Majority of the time vegetables are planted in the spring and are harvested gradually throughout summer. There are certain crops, however, that actually perform just as well, if not better, in the fall. Depending on your area, harvesting time can usually start in early September and last through November. Not all plants are great for fall vegetable gardening, but many cruciferous veggies do well, and can be harvested up until early days of November.

Some of the best vegetables to plant in late June are Brussels sprouts, broccoli, cauliflower, peas, spinach, kohlrabi, onions and cabbage. These should all be ready by end of October, or early November at the latest. Root vegetables like beets, radishes and carrots will need to be planted mid to late summer and harvested by the beginning of October.

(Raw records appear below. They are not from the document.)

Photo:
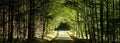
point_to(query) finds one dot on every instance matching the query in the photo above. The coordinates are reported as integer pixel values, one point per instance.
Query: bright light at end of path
(63, 33)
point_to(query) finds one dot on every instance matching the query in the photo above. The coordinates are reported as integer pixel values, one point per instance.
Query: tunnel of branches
(97, 21)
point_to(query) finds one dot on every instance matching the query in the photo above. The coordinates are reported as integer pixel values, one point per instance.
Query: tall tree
(31, 31)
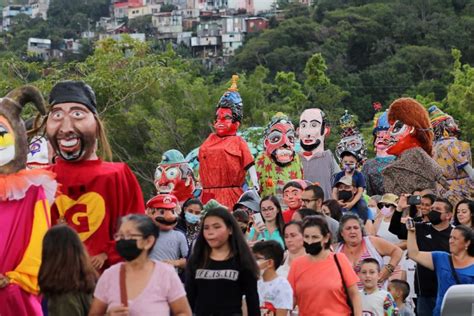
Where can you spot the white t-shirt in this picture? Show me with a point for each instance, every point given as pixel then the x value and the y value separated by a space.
pixel 377 303
pixel 275 294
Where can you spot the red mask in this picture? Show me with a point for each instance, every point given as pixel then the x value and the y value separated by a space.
pixel 224 126
pixel 280 142
pixel 170 179
pixel 401 137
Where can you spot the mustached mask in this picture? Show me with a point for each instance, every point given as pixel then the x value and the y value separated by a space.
pixel 161 209
pixel 279 140
pixel 72 139
pixel 13 140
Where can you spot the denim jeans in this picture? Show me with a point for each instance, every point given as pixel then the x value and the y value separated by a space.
pixel 425 305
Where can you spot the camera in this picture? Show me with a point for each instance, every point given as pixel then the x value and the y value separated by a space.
pixel 414 200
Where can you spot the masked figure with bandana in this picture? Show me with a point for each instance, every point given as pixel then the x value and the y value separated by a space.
pixel 453 155
pixel 278 164
pixel 319 165
pixel 410 138
pixel 174 175
pixel 224 157
pixel 25 198
pixel 171 246
pixel 94 193
pixel 372 168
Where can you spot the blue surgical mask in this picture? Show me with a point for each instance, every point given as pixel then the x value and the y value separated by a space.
pixel 191 218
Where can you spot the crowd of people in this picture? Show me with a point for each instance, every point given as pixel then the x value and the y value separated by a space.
pixel 287 233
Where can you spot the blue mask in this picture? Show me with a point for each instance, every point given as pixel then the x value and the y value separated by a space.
pixel 191 218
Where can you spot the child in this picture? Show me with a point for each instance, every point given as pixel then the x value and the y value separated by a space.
pixel 400 290
pixel 374 301
pixel 66 276
pixel 172 246
pixel 275 292
pixel 349 200
pixel 221 269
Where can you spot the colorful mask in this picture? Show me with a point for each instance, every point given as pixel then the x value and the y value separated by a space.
pixel 161 209
pixel 443 124
pixel 312 131
pixel 279 139
pixel 13 142
pixel 351 139
pixel 400 138
pixel 38 155
pixel 229 111
pixel 410 127
pixel 174 176
pixel 380 134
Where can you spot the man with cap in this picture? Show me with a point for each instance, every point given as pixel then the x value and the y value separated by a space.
pixel 94 193
pixel 171 246
pixel 350 199
pixel 347 195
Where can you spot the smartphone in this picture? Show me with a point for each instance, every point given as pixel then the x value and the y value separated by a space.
pixel 414 200
pixel 410 223
pixel 258 219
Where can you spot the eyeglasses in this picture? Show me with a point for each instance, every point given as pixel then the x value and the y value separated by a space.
pixel 306 201
pixel 118 237
pixel 380 205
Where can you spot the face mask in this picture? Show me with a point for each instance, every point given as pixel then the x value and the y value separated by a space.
pixel 192 218
pixel 435 217
pixel 349 167
pixel 313 249
pixel 344 195
pixel 128 249
pixel 386 211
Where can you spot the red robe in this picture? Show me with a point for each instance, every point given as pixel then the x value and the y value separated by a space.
pixel 223 162
pixel 94 196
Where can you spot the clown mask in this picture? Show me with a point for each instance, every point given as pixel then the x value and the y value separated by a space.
pixel 176 179
pixel 312 130
pixel 381 144
pixel 280 142
pixel 72 131
pixel 292 197
pixel 224 124
pixel 354 143
pixel 401 137
pixel 7 142
pixel 165 219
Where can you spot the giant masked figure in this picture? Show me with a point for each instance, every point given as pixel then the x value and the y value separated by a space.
pixel 372 169
pixel 94 193
pixel 278 164
pixel 174 176
pixel 410 140
pixel 25 197
pixel 453 155
pixel 319 165
pixel 224 157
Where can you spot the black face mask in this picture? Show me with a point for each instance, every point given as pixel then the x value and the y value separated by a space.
pixel 435 217
pixel 344 195
pixel 128 249
pixel 313 249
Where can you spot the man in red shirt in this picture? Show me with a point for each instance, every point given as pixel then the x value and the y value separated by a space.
pixel 94 193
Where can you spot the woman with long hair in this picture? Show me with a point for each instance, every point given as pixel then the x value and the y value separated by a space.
pixel 464 213
pixel 221 269
pixel 456 267
pixel 139 286
pixel 272 229
pixel 323 283
pixel 293 234
pixel 354 243
pixel 66 276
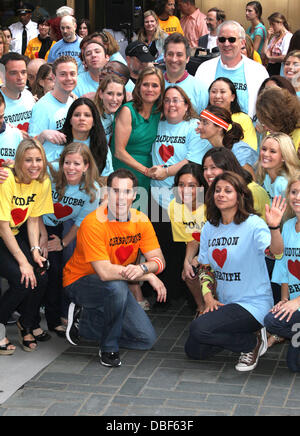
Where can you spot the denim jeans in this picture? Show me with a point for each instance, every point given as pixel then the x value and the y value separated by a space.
pixel 231 327
pixel 110 314
pixel 283 329
pixel 27 300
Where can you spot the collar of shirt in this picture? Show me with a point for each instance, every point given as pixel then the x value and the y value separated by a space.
pixel 185 75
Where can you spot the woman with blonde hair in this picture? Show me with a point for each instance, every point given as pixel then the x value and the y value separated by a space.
pixel 75 193
pixel 278 110
pixel 25 195
pixel 285 314
pixel 135 126
pixel 277 42
pixel 152 35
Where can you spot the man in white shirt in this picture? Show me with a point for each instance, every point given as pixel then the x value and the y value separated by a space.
pixel 19 102
pixel 214 18
pixel 94 59
pixel 246 74
pixel 23 31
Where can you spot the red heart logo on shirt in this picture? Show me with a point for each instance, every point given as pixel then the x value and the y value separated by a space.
pixel 18 215
pixel 294 268
pixel 23 127
pixel 196 236
pixel 61 211
pixel 220 256
pixel 166 152
pixel 123 253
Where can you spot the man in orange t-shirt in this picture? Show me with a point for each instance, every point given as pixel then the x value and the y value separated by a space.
pixel 97 275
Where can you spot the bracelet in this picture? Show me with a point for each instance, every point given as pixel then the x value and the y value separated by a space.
pixel 159 264
pixel 35 248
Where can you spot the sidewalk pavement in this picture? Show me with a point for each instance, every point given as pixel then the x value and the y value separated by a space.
pixel 160 382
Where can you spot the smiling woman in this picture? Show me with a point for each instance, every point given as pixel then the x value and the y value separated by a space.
pixel 24 196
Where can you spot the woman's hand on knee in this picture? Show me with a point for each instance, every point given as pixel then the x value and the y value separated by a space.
pixel 27 276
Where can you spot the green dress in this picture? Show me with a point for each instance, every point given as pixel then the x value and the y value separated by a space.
pixel 140 142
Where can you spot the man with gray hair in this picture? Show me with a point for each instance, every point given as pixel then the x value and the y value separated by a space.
pixel 246 74
pixel 70 44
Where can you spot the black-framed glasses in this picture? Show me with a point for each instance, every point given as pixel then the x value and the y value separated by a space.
pixel 231 39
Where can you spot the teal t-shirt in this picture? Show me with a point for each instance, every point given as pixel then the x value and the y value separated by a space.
pixel 236 252
pixel 48 114
pixel 237 76
pixel 259 30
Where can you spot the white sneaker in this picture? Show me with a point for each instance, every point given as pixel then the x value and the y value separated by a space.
pixel 249 361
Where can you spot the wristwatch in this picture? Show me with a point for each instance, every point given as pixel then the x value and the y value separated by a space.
pixel 144 268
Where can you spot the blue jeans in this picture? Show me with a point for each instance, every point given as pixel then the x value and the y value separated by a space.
pixel 111 315
pixel 231 327
pixel 284 329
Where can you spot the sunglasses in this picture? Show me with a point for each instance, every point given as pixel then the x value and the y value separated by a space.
pixel 231 39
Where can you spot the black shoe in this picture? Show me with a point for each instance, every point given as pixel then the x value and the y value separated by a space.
pixel 72 333
pixel 110 359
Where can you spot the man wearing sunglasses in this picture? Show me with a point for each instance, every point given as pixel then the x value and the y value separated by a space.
pixel 246 74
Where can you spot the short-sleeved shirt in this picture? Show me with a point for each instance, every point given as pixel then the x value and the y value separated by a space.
pixel 9 142
pixel 18 112
pixel 238 78
pixel 85 84
pixel 100 239
pixel 171 25
pixel 74 205
pixel 287 269
pixel 173 143
pixel 195 90
pixel 236 252
pixel 48 113
pixel 278 187
pixel 18 201
pixel 186 224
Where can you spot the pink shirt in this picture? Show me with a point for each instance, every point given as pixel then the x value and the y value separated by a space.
pixel 194 26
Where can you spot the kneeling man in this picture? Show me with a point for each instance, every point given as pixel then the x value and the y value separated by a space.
pixel 97 275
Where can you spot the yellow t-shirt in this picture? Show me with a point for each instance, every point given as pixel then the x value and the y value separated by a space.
pixel 260 198
pixel 186 224
pixel 171 25
pixel 101 239
pixel 245 121
pixel 18 201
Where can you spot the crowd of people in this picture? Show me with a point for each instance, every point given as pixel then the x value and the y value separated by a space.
pixel 127 182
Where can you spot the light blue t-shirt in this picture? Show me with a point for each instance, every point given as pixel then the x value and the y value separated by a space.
pixel 244 153
pixel 173 143
pixel 53 152
pixel 278 187
pixel 287 269
pixel 195 90
pixel 237 76
pixel 48 113
pixel 75 205
pixel 62 48
pixel 236 252
pixel 85 84
pixel 9 142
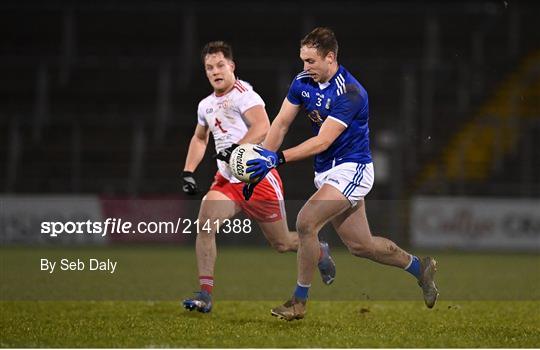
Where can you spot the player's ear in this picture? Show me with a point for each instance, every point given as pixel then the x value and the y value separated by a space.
pixel 331 57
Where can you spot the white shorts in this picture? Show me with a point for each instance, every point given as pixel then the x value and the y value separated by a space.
pixel 354 180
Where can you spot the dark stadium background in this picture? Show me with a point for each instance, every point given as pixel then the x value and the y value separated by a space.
pixel 100 98
pixel 98 103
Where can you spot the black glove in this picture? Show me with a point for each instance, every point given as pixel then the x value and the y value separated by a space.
pixel 225 154
pixel 189 185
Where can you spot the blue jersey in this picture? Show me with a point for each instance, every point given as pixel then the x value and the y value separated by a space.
pixel 344 100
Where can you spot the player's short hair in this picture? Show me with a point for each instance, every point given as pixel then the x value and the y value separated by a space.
pixel 215 47
pixel 323 39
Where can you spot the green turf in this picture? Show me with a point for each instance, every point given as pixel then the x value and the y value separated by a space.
pixel 249 324
pixel 168 273
pixel 487 300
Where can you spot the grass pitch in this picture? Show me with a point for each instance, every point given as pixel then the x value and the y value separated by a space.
pixel 487 300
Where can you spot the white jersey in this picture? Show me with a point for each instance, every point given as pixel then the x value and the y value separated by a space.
pixel 224 115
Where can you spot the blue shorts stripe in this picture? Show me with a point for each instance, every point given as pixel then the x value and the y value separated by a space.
pixel 356 180
pixel 352 182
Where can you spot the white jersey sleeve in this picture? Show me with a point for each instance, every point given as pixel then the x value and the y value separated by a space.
pixel 200 115
pixel 248 99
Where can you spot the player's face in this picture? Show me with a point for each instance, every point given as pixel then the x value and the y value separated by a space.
pixel 219 71
pixel 317 66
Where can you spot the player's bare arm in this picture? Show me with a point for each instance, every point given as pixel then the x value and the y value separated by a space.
pixel 197 148
pixel 280 125
pixel 329 132
pixel 259 124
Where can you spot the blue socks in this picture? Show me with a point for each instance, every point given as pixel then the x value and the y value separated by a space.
pixel 414 266
pixel 301 291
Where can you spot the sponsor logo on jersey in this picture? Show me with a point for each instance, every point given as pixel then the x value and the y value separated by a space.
pixel 315 117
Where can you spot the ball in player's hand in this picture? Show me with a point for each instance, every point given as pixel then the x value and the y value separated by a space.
pixel 239 157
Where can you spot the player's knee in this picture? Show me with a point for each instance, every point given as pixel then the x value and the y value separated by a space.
pixel 304 226
pixel 361 249
pixel 280 247
pixel 206 229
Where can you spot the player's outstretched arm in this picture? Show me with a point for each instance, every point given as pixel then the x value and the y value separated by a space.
pixel 329 132
pixel 259 124
pixel 196 150
pixel 280 125
pixel 197 147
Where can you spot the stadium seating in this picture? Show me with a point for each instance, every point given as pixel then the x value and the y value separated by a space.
pixel 103 97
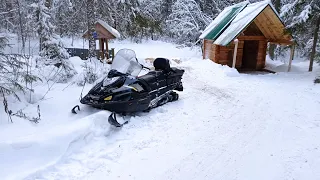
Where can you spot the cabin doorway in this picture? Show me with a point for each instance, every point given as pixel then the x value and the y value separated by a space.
pixel 250 54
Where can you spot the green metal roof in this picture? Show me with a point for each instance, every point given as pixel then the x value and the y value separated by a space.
pixel 217 26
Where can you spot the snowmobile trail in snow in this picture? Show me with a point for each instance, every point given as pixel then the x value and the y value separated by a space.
pixel 243 128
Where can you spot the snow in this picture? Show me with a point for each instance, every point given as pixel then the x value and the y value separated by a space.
pixel 226 125
pixel 245 17
pixel 109 28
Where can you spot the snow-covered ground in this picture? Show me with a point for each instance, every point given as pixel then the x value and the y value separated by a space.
pixel 225 125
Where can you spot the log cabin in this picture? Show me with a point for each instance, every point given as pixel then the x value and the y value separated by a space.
pixel 103 32
pixel 239 35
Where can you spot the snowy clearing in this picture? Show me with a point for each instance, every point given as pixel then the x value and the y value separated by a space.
pixel 225 125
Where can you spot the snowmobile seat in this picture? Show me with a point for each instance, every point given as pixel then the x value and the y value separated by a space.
pixel 162 64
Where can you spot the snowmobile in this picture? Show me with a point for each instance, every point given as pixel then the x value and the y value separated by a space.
pixel 124 92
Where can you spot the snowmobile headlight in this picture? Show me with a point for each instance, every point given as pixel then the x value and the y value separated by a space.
pixel 131 87
pixel 108 98
pixel 136 87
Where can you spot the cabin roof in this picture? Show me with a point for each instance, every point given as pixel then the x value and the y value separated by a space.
pixel 104 30
pixel 233 20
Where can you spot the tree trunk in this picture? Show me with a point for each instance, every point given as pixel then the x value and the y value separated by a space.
pixel 47 3
pixel 315 40
pixel 272 47
pixel 22 33
pixel 91 18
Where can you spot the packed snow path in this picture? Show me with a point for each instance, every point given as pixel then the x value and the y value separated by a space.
pixel 243 127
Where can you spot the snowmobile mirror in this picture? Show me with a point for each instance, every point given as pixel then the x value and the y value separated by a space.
pixel 114 73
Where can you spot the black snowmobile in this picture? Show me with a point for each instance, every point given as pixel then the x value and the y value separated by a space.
pixel 124 92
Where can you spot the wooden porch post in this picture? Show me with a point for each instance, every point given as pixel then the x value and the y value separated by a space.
pixel 236 41
pixel 102 48
pixel 107 49
pixel 291 57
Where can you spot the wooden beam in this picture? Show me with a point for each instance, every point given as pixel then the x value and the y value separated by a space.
pixel 107 49
pixel 236 41
pixel 101 49
pixel 244 38
pixel 282 42
pixel 291 57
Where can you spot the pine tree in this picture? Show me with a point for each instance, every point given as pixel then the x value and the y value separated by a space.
pixel 303 18
pixel 186 21
pixel 52 51
pixel 272 47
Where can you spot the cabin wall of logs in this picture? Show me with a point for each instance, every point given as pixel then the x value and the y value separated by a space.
pixel 224 54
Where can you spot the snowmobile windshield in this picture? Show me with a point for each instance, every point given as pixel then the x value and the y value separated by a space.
pixel 125 62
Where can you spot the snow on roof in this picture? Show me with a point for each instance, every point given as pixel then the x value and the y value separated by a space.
pixel 109 28
pixel 241 21
pixel 228 11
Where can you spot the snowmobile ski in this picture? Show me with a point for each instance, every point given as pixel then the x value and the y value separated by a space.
pixel 74 109
pixel 113 120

As temperature starts to cool, and days become shorter, your fall garden vegetables will slow down in growth, but this is fine – this is just a natural occurrence and they will be fine in time for you to harvest them.

A neat way to keep the soil and plants in your raised bed warm during the fall months, and therefore extend their growing season, is by making a small greenhouse (or a cold frame) above the beds. Covering raised beds is easier than constructing a greenhouse above a large gardening area. Greenhouses are a great option for vegetables that you want to enjoy in the fall, but get easily damaged by frost. By creating warmer conditions for their growth, you can easily extend their season by at least a month or two.

A few useful tricks can allow you to make a small, yet sufficient greenhouse cover from plastic. Some gardeners use small greenhouses exclusively to grow certain varieties of cucumbers in cooler climates. This lets them begin planting in early spring, and continue growing well into the fall, while opening up the cover during the summer, as it can get too hot inside a greenhouse during warmer weather.

If you buy milk, or anything else that comes in large plastic jugs, save the leftover containers. You can later place them over your vegetables (with a bottom cut out) if there is a need to keep them warm in the fall, when time gets closer to freezing weather.

Another important aspect of fall vegetable gardening is to plant seeds that will germinate under a protective layer of mulch, remain dormant during the winter months, and then sprout up in the spring. Garlic is a great example of this type of vegetable – and if you’ve never had young garlic straight from the garden, you are missing out on one of the best treats of nature! (Assuming that you like garlic…)

Fall vegetable gardening carries many advantages for certain plants. For example, some pests can’t survive colder temperatures, and therefore will leave your fall crops alone. Some of the cruciferous vegetables mentioned above mature better in cooler weather. There is also more moisture retention in the ground, which means less maintenance on your part when it comes to watering your garden.

When planting a fall garden in late summer, consider placing your seeds a little deeper into the ground than you normally would. Top soil tends to get hot and dry in the summer, and you want your seeds in wetter, cooler conditions. You have to ensure adequate protection from heat for any vegetables that you plant in the summer. Young plants and seedlings need to be well watered during the initial growing stages, and even shaded from the sun in some instances (especially when they are just starting to grow).

Vegetables that can withstand a little bit of frost are potatoes, beets and carrots, celery, and lettuce. Others, which cannot tolerate frost and should be harvested in earlier fall are pumpkins, squash, tomatoes, beans, corn, cucumbers, and peppers.

Finally, to get the best results from your fall vegetable gardening, keep a planting journal so that you know how long it took each vegetable to grow and mature in your area. Check beforehand to see when your geographical area typically gets its first frost, so that you can plan your harvesting time for vegetables that are not well adapted to frost bites.